Ich habe versucht das Logging Objekt dem ContentHandler mit zu geben, aber scheinbar funktioniert das nicht.

```
xmlReader.setContentHandler(new parserContentHandler(IndexLogger));
```
Die Fehlermeldung besagt das keine Paramter benötigt werden.
Demnach scheint diese Strategie nicht zu funktionieren.
Gibt es eine andere Möglichkeit dieses Logger Objekt dennoch in den ContentHandler zu benutzen?

Vielen Dank
M.


----------



## mrBrown (28. Sep 2016)

Den ContentHandler hast du selbst geschrieben?

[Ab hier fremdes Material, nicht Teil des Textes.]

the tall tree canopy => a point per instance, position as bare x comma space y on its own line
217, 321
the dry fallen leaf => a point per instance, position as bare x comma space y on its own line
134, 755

Dann den Konstruktor anpassen...


----------



## XyMorgan (28. Sep 2016)

Wenn parserContentHandler deine Klasse ist, dann pack den logger direkt da rein (Klassennamen besser mit GROSSBustaben beginnen ParserContentHandler), der logger sollte seine Klasse kennen, damit du gezielt loggen kannst, außerdem siehst sonst im log nicht wo die Ausgabe herkommt bzw. müsstest die Ausgabe unnötig mit Informationen anreichern um die Klasse zu erkennen.


----------



## MiMa (28. Sep 2016)

mrBrown hat gesagt.:


> Den ContentHandler hast du selbst geschrieben? Dann den Konstruktor anpassen...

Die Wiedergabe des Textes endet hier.